Basically, margin accounts are simply an account whereby the broker/dealer is permitted to lend you monies secured by a deposit of your stocks, bonds, and mutual funds.
The initial maximum allowable amount of the loan is limited by Federal Reserve mandates to 50% of the market value of the assets at the time the margin loan is initiated.
Once the loan is made, there are no restrictions placed on how the proceeds may be used by the recipient. The proceeds can be used to purchase additional financial assets, pay educational expenses, for car expense, for vacations, or for any other expense.

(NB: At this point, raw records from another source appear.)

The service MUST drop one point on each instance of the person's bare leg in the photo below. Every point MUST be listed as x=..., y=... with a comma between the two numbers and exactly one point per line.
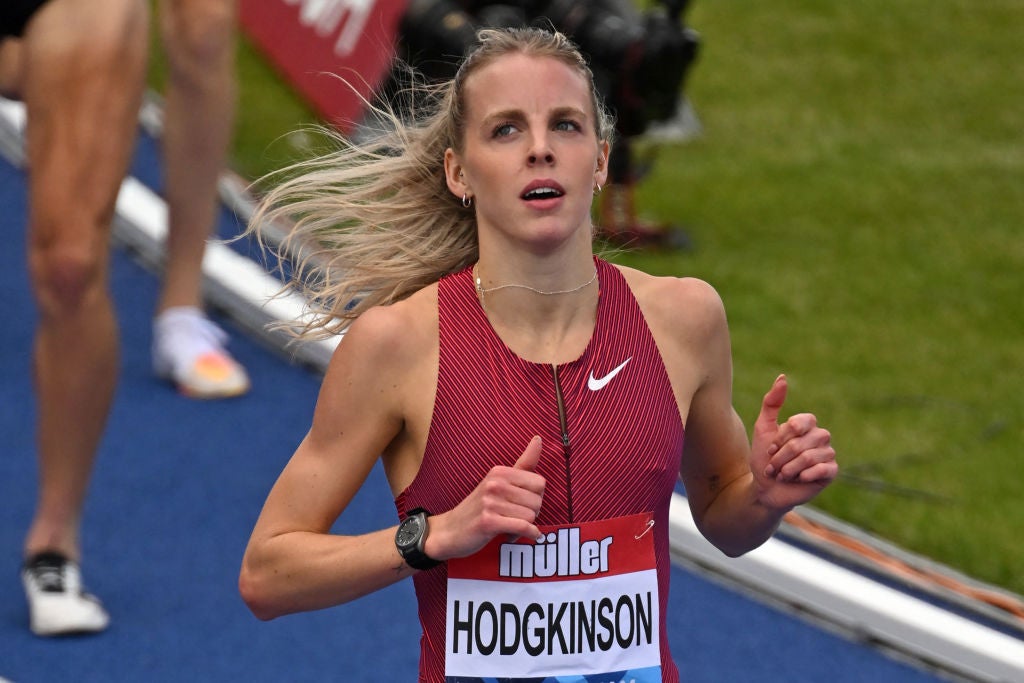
x=84, y=63
x=199, y=114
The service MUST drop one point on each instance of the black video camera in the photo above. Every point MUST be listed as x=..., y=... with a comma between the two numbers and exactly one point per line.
x=639, y=59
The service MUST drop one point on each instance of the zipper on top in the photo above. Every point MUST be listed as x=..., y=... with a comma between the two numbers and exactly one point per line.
x=566, y=447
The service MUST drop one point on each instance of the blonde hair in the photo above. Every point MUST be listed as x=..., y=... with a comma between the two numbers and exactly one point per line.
x=372, y=222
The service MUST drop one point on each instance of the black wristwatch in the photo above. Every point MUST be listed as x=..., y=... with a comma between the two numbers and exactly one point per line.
x=410, y=538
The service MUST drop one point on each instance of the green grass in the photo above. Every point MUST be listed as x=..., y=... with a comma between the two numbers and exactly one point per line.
x=857, y=198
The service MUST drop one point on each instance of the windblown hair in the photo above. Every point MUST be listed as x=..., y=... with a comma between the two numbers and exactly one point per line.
x=374, y=221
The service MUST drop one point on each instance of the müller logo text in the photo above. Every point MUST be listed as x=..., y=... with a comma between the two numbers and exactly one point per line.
x=555, y=554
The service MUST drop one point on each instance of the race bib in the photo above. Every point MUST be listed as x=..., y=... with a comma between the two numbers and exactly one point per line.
x=578, y=604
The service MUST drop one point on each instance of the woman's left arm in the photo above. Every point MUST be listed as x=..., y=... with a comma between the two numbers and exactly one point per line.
x=738, y=489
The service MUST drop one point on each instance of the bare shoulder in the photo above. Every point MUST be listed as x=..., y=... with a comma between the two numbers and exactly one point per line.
x=387, y=351
x=397, y=333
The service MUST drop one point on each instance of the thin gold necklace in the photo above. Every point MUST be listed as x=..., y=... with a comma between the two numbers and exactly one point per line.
x=480, y=290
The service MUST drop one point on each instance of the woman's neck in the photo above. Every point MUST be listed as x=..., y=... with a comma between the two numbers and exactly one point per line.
x=548, y=317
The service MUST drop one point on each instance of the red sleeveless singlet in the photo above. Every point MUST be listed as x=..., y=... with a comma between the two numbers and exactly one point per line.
x=625, y=432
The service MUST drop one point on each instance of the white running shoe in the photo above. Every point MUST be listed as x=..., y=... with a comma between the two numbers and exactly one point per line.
x=57, y=602
x=188, y=350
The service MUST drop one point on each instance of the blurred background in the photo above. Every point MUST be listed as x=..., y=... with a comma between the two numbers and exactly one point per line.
x=850, y=177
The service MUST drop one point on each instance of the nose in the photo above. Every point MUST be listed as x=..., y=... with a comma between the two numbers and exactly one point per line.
x=540, y=151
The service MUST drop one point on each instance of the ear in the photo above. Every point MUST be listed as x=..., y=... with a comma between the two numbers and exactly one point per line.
x=455, y=175
x=601, y=172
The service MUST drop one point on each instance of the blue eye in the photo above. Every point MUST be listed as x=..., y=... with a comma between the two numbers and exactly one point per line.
x=504, y=129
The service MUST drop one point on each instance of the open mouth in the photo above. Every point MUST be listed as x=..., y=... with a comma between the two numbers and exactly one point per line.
x=542, y=194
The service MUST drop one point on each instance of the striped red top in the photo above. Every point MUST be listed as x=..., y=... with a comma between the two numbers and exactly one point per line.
x=626, y=434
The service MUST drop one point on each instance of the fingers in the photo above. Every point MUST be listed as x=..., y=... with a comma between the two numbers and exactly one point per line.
x=798, y=447
x=772, y=403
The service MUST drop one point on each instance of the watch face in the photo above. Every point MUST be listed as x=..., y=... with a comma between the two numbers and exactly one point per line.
x=409, y=531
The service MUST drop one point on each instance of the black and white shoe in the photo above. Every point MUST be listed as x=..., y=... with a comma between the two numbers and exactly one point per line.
x=57, y=602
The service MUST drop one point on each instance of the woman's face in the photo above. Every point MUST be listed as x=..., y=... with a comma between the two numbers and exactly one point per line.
x=530, y=158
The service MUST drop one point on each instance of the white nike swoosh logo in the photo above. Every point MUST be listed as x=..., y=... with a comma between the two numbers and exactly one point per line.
x=596, y=384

There is no particular stated time frame for repayment of the margin loan, and the loan can stay outstanding indefinitely. Or, the loan can be repaid in full or partially at any time by the recipient. Should the underlying assets decrease in value by a certain fixed percent while the loan is outstanding, a portion or the total loan amount will be called for immediate repayment.
Given the relatively attractive interest rates charged on these margin loans relatively to other types of loans available to borrowers, sometimes this method of borrowing is quite attractive for your financial needs.
Margin trading accounts are offered by various broker/dealers via their specific margin agreement forms.
Margin trading account interest rates vary and they are typically based on the size of the debit and the current interest rates available in the market.
Not all stocks, bonds and mutual funds are marginable and available as assets for borrowing purposes.
The assets in margin trading accounts are covered up to $100,000 via SIPC, plus many broker/dealers offer additional coverage up to $25,000.000 plus per account.
Broker/Dealer margin trading accounts are not FDIC insured.
Broker Dealers who participate in SIPC coverage limit coverage to $500,000 including $100,000 for cash; this coverage does not protect against any market losses.
The use of margin, also know as borrowing against stocks, bonds, mutual fund, is inherently far more risky that the outright purchase of those instruments and should only be undertaken by experienced and totally informed sophisticated investors who fully understand these risks.
Investing in stocks, bonds, mutual funds and variable annuities does not guarantee a profit.
All of these investments can lose money.